# To get Logitech G15 Gaming Keyboard and MX518 Gaming Mouse



## debasis_7012005 (Dec 23, 2005)

Hi, members
I want Logitech G15 Gaming Keyboard and MX518 Gaming Mouse for gaming purpose in Kolkata. My system box - config: MSI K8N Diamond Plus; AMD 64x2 4800+; 1GB RAM and 250 WD HDD.
Thanks


----------



## TechGuru#1 (Dec 24, 2005)

order from NEOTERIC,
They Have it!
(the combo price should come around/under Rs 5,000)


----------



## dOm1naTOr (Aug 9, 2007)

get the G11 which is a scale down of G15 with no display. Its around 2.5k and get the copperhead or Habu for 3.6k
u can have it at
www.therespawn.com


----------



## ..:: Free Radical ::.. (Aug 9, 2007)

^have you considered the G5 v2.
btw, Logitech launched a revamped G15 keyboard and G9 mouse on the first of this month. IMHO, they both are not worth it, but may have an impact on the market.
Sadly, unlike volatile processer, hard disk and memory prices, input device prices remain more or less stable for a while.


----------



## xbonez (Aug 9, 2007)

mx518 is going dirt cheap. available at rs1400


----------



## sakumar79 (Aug 9, 2007)

^^^ Where can I get MX518 for 1.4k? If you can give some place in Chennai, I would be grateful...

Arun


----------



## xbonez (Aug 31, 2007)

sorry for the late reply

checked again today. Computer Empire at Nehru Place, New Delhi is giving it for rs. 1.5K. it was out of stock so i couldn't get it today. will get it sometime next week


----------



## dOm1naTOr (Aug 31, 2007)

@xbonez
yup, MX 518 is here(kerala) for 1.45k but they say its ut of stock evenin Bombay, so will have to wait for at least 2 weeks.

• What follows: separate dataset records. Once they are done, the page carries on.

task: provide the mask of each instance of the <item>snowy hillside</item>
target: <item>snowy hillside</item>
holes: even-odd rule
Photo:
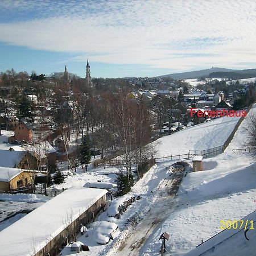
[[[256,114],[255,106],[250,114]],[[158,238],[163,232],[171,234],[167,249],[171,255],[184,255],[201,243],[202,239],[204,241],[222,231],[221,220],[239,220],[255,209],[254,159],[249,154],[233,154],[232,150],[240,148],[241,142],[246,141],[244,131],[246,122],[245,118],[224,154],[205,159],[204,171],[188,174],[183,179],[177,197],[176,210],[159,226],[140,255],[159,255]],[[230,240],[228,245],[234,252],[236,251],[235,241]],[[255,241],[251,244],[255,244]],[[254,255],[253,247],[243,246],[242,255]],[[239,254],[241,251],[239,248],[237,254],[227,254],[221,248],[222,250],[216,249],[216,253],[205,255],[242,255]]]
[[[226,84],[230,84],[232,82],[235,83],[237,81],[238,81],[240,84],[248,83],[248,82],[255,82],[256,81],[256,77],[251,77],[249,79],[238,79],[238,80],[232,80],[226,82]]]

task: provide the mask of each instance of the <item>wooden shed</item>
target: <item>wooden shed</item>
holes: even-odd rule
[[[203,156],[196,155],[192,159],[193,171],[198,172],[203,171]]]

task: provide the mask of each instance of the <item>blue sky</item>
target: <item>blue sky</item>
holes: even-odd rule
[[[94,77],[256,68],[254,1],[0,1],[0,72]]]

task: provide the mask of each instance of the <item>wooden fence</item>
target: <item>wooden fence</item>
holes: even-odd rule
[[[46,195],[48,196],[54,197],[55,196],[56,196],[60,194],[60,193],[62,193],[65,190],[66,190],[66,189],[65,188],[57,189],[56,188],[47,188],[46,189]],[[36,194],[46,195],[46,189],[43,187],[43,186],[37,187],[35,192]]]
[[[249,111],[251,109],[251,107],[253,106],[253,104],[251,104],[248,108],[247,109],[247,114],[249,114]],[[234,130],[231,133],[230,135],[229,136],[226,141],[225,142],[224,144],[223,144],[224,147],[224,151],[229,146],[229,143],[230,143],[231,141],[232,141],[233,138],[234,137],[234,135],[236,131],[237,131],[237,129],[238,129],[238,127],[242,123],[242,122],[244,120],[245,118],[243,117],[241,117],[240,119],[238,120],[238,122],[237,122],[237,124],[236,125],[236,126],[234,128]]]

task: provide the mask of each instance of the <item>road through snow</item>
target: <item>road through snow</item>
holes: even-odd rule
[[[155,228],[162,223],[175,210],[175,196],[179,184],[182,180],[184,171],[174,172],[171,180],[166,180],[161,184],[163,190],[143,220],[138,225],[131,236],[121,245],[117,256],[137,256],[139,251]],[[162,195],[162,196],[161,196]],[[160,251],[160,248],[159,248]]]

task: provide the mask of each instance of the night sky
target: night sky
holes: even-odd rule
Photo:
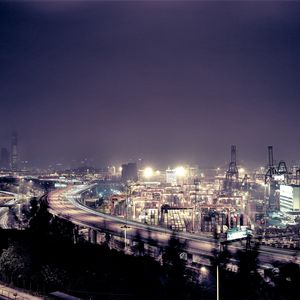
[[[33,165],[300,160],[300,2],[0,2],[0,147]]]

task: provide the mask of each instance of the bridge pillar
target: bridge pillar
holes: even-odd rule
[[[89,228],[88,240],[92,244],[97,243],[97,231]]]

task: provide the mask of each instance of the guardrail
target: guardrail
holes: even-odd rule
[[[14,299],[14,300],[29,300],[30,299],[30,298],[18,295],[17,292],[8,291],[3,288],[0,288],[0,296],[4,296],[8,299]]]

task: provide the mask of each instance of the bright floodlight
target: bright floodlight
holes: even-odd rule
[[[245,169],[244,168],[240,168],[239,169],[239,173],[242,173],[242,174],[245,173]]]
[[[147,167],[144,169],[143,175],[145,178],[150,178],[153,176],[153,169],[151,167]]]
[[[184,167],[177,167],[175,169],[175,174],[178,176],[178,177],[183,177],[186,175],[186,169]]]

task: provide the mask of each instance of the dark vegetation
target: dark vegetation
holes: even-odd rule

Do nyone know if Genius Ergo 525 comes with a free quich steel pad now nd whats da rate?


----------



## xbonez (Aug 31, 2007)

i had gone to Nehru Place today to get the mx518. the stocks were supposed to come in a couple of hours. so i'll be getting it soon - m,aybe this week

genius ergo 525 laser gaming mouse plus mouse pad - rs2200 + taxes. rate at Nehru Place, New Delhi. checked today only


----------



## a_k_s_h_a_y (Sep 1, 2007)

i recommend u a razer diamondback instead of that logitech.....that mouse is ultra cool....
buy it form their website..


----------



## xbonez (Sep 1, 2007)

the only drawback of razer mice are that they're very sensitive to the surface they're used on. for eg the mx 518 has a optical engine and works well on any surface
also, razer mice look pretty drab


----------



## dOm1naTOr (Sep 1, 2007)

@aks_win
copperhead beats diamondback anyday. And they gonna launch the redesigned version of Boomslang [the killer of all gamng mice in da world].
Copperhead uses same laser sensor that is used in G5 and ergo 525. Its da special feet of copperhead that is supperior to 525 and its also factory set poling rate at 1000ms, but ergo is at 125mhz and G5 is at 500mhz.
G5 has driver bugs, but razer's driver support is superb.

There are romours dat razer products dun last long.


----------



## xbonez (Sep 1, 2007)

also heard that razer products have compatability and driver issues


----------



## a_k_s_h_a_y (Sep 1, 2007)

xbonez said:
			
		

> also heard that razer products have compatability and driver issues



dats bad.....i wanted some good mouse with led light...lilke that razer !!

can u tell me some....
and also tell me a budget mouse with side buttons.....


----------



## xbonez (Sep 1, 2007)

mx 528 man! thats waht u're looking for
at 1400 its dirt cheap, its optical engine performs very well on al surfaces, on the fly resolution changer, upto 1000mhz refresh and awesome looks too


----------



## dOm1naTOr (Sep 1, 2007)

@aks_win
iball laser. Its at 750/- bucks and has same sensor od razer diamondback and MX 518.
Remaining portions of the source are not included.